Boy 1: This has brick walls and astonishing windows.
Girl 1: They are really beautiful.
Rebecca: They are lovely aren’t they? And have you seen windows like this in other old buildings?
Girl 1: I have definitely seen them in churches.
Girl 2: They look like stained glass windows. In the winter it is quite drafty because the roof isn’t very low so the air can go around.
Rebecca: What is it like to be a pupil in this classroom?
Girl 2: When you first come in here you feel a bit intimidated.
Girl 1: The ceiling is very high and it makes you feel quite small. These are more steady bricks and hard whereas over here, this is more smooth and makes a different noise. This one is older seeing as this one is more modern.
Rebecca: Why do you think that is?
Girl 1: Well, I think maybe this was all one big room and it got cut in half to build two separate rooms.

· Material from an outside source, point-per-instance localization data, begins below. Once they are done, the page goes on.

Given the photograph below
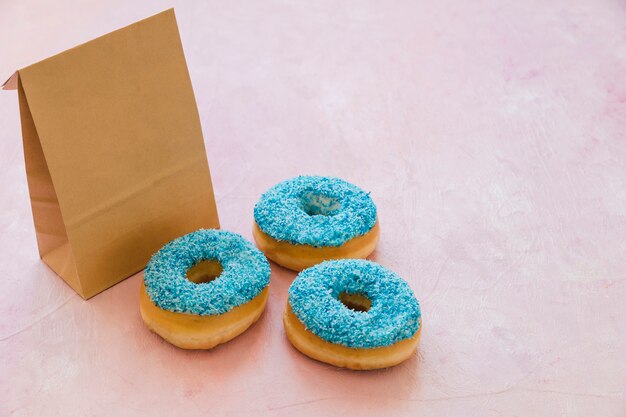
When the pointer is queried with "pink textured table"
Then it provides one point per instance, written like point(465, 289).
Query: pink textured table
point(492, 135)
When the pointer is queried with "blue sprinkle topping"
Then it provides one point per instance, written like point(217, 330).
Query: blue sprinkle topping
point(393, 316)
point(316, 211)
point(245, 274)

Rebecca: Do you think it would have made a difference to how you were taught and what your experience in the classroom would have been like having a classroom that big?
Girl 1: Well, I think maybe if that was the front of the classroom and that was the back it would have been hard for the people nearer the back to listen and hear and learn more things than at the front.

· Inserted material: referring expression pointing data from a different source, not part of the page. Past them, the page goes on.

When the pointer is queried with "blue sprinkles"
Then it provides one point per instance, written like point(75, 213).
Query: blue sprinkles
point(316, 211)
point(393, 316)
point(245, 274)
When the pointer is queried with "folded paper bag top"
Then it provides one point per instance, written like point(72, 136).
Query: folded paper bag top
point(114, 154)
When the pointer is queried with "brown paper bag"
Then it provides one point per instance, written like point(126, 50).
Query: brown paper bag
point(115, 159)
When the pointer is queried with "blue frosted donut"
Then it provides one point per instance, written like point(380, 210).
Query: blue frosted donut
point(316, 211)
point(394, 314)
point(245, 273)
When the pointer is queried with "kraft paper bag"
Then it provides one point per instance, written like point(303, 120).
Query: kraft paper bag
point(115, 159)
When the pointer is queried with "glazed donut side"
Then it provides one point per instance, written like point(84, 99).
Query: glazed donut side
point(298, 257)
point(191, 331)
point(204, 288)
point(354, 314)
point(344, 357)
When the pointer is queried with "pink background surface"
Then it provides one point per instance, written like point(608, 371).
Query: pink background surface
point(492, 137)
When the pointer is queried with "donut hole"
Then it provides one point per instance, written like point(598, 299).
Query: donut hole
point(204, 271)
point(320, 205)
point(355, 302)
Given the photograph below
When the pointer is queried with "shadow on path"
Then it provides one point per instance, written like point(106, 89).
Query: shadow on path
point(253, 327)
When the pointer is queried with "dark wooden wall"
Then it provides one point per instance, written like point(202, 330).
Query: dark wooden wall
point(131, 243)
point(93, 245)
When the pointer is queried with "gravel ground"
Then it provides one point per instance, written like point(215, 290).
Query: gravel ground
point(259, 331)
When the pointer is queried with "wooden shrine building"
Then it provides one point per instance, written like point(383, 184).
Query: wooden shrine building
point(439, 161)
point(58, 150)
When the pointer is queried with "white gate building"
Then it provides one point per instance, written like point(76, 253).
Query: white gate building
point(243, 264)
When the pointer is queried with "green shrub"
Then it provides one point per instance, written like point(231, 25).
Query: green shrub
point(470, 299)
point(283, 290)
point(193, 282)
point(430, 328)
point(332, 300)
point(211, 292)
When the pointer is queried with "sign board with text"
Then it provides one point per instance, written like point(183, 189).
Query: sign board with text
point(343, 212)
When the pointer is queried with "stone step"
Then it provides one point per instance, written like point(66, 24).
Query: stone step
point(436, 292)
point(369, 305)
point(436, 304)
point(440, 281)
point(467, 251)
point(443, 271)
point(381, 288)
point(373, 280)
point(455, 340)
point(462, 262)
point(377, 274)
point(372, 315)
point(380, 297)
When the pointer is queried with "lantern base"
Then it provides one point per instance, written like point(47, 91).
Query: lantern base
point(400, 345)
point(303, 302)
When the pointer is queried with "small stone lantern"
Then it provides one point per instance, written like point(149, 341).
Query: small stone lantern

Talking with the children has helped me think about what it might have been like to be a pupil here back in Victorian times. I wonder if there is anything else in the school that might help me. Every Victorian school kept log books. Sometimes like here they have been stored in the school but in most cases you will have to track them down. I am going to look at them to see what I can find out. Here is an entry from the 19th of May. Mrs Hirons visited the school in the morning and expressed herself please with the neatness of the first and second class copy books. I wonder what copy books are? The sewing is again very satisfactory and the order is so perfect that there ought to be no doubt about the ultimate success of the school. So it looks as though sewing was an important part of the curriculum. 23rd of December 1875: The attendance has been very poor this week girls being wanted at home to assist in the Christmas preparations. So, the girls are wanted at home to prepare for Christmas, looks like those were their Christmas holidays. There seems to be a separate book for boys and girls. Let’s have a look at the boy’s book. February 20th: cautioned the boys about damaging the grass around the walnut tree in the playground. Alright, now here is a summary of everything they had to do and there is quite a lot so I am going to record it. This helps me get an idea of what it was actually like to study here. It mentions things like singing, drawing and drill. I wonder what that must have been like. Another thing I have been given is the register for this time. Now, it has not only got the names and where they lived it even got what their parents did. Ah, here we go; July the 26th 1875. Mary Horseman, she lived in new land meadow and her father John Horseman was a carpenter. Annie Rolls who lived in Oxford road, her father was James Rolls and he was a chair maker. Emma Berry and her father Edward Berry who was a paper maker. Already I am beginning to get an idea of what it might have been like to go to the school. The classrooms felt big, it might have been drafty and difficult to heat. The classrooms might have been bigger than they are today. Like me, you too can find things out by looking at Victorian buildings near you.